Lab2: Simple Call Graph Analysis

In this lab, you will write an LLVM analysis to find possible targets of indirect calls. You need a Linux environment for all the labs.

0. Preparation

We are going to use LLVM as the analysis infrastructure. Follow the instruction here to install the repository of the latest LLVM, then install a version >= 10.0.1, for example

$ sudo apt update
$ sudo apt install clang-11 llvm-11-dev

Next, download the analysis framework and make sure you can build it correctly:

$ tar Jxf callgraph.tar.xz
$ cd callgraph
$ mkdir build
$ cd build
$ cmake ../
$ make

We are going to use the Linux kernel as the analysis target. Download the latest 5.12 kernel and decompress it; then build it with the default configuration and the wrapper I provided to generate the LLVM IR bitcode.
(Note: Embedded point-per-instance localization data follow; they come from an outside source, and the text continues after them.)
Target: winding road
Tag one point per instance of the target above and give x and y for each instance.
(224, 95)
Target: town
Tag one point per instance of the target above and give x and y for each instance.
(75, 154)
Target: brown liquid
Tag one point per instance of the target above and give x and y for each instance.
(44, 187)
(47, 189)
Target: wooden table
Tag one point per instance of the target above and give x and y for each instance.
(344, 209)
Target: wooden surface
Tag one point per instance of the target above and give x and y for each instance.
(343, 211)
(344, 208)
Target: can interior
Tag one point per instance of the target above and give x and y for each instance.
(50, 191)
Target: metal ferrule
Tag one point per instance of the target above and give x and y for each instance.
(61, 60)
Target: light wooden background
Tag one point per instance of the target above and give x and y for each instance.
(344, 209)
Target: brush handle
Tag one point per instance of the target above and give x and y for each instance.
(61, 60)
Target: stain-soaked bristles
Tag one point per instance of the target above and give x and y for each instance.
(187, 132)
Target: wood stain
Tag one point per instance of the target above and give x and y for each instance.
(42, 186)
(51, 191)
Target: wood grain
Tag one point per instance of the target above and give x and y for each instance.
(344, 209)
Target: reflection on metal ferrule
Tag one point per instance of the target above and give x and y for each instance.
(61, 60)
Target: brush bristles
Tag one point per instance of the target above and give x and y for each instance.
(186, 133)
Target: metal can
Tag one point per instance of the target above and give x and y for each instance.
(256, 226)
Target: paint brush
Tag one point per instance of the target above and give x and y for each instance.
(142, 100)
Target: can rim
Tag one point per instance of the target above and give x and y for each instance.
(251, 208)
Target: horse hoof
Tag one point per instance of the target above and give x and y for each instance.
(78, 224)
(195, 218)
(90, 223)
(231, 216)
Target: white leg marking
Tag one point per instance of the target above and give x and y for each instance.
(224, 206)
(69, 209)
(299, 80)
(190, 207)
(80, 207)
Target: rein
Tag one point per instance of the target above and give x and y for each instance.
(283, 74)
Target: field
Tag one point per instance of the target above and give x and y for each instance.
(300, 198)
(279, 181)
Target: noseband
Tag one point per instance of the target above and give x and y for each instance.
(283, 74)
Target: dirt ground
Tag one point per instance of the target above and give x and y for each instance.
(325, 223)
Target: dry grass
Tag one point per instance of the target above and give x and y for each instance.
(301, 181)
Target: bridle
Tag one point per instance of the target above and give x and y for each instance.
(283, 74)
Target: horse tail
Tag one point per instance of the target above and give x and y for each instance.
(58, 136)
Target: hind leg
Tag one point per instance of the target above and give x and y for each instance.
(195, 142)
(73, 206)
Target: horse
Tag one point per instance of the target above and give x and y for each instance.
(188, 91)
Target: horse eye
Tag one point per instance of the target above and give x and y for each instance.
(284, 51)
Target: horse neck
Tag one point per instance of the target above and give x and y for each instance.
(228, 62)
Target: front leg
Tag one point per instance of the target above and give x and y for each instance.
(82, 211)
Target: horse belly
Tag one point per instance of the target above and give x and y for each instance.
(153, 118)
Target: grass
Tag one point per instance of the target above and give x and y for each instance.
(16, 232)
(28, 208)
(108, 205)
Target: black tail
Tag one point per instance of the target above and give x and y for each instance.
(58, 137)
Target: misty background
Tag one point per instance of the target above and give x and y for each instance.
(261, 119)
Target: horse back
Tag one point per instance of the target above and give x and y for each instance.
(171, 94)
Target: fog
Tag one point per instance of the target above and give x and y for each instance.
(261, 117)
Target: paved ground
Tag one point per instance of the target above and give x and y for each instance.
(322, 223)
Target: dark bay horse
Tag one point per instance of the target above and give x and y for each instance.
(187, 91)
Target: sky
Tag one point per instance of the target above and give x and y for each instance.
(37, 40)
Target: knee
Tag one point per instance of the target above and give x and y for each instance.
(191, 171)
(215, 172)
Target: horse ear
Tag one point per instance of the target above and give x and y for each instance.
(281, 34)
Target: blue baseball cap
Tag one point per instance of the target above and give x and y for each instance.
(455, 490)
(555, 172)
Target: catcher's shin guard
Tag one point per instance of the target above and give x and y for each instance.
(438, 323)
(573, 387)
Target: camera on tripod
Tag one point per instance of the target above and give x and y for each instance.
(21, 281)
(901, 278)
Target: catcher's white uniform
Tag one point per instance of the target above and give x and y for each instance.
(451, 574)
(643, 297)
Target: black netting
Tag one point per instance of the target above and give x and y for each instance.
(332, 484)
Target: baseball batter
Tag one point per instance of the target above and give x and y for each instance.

$ wget https://cdn.kernel.org/pub/linux/kernel/v5.x/linux-5.12.tar.xz
$ tar Jxf linux-5.12.tar.xz
$ cd linux-5.12
$ export CLANG=clang-11
$ make ARCH=x86_64 CC=PATH_TO_CALLGRAPH/clang-emit-bc.sh defconfig
$ make ARCH=x86_64 CC=PATH_TO_CALLGRAPH/clang-emit-bc.sh -j

If build finished successfully, you can find the LLVM IR bitcode in .llbc suffix. Next, we generate the list of IR files as the analysis targets. Now, let’s try the analysis framework on these targets.

# under linux-5.12
$ find $PWD -name "*.llbc" > PATH_TO_CALLGRAPH/bclist
# switch to the analysis framework
$ cd PATH_TO_CALLGRAPH
$ ./build/KAMain @bclist

You should see the bitcode files got loaded and processed.

1. Objectives

Our objective for this lab assignment is to learn how to write a simple call graph analysis based on function type compatibility matching. For each indirect call site, you iterate through all address taken functions and see if their types are compatible: the return types are compatible, the number of arguments are the same, and each argument is type compatible. If so, you add the function as potential call target of the indirect call site.

2. Workflow

The CallGraph.cc has already provided a general skeleton to finish the analysis. What you need to do is to finish the isCompatibleType function. Note that because we load individual bitcode files under different LLVMContext, you CANNOT directly compare type pointers to determine if two types are the same.

3. Submission

Please submit your report through iLearn, preferably in PDF format. In the report, please list your complete source code with sufficient explanation and output messages.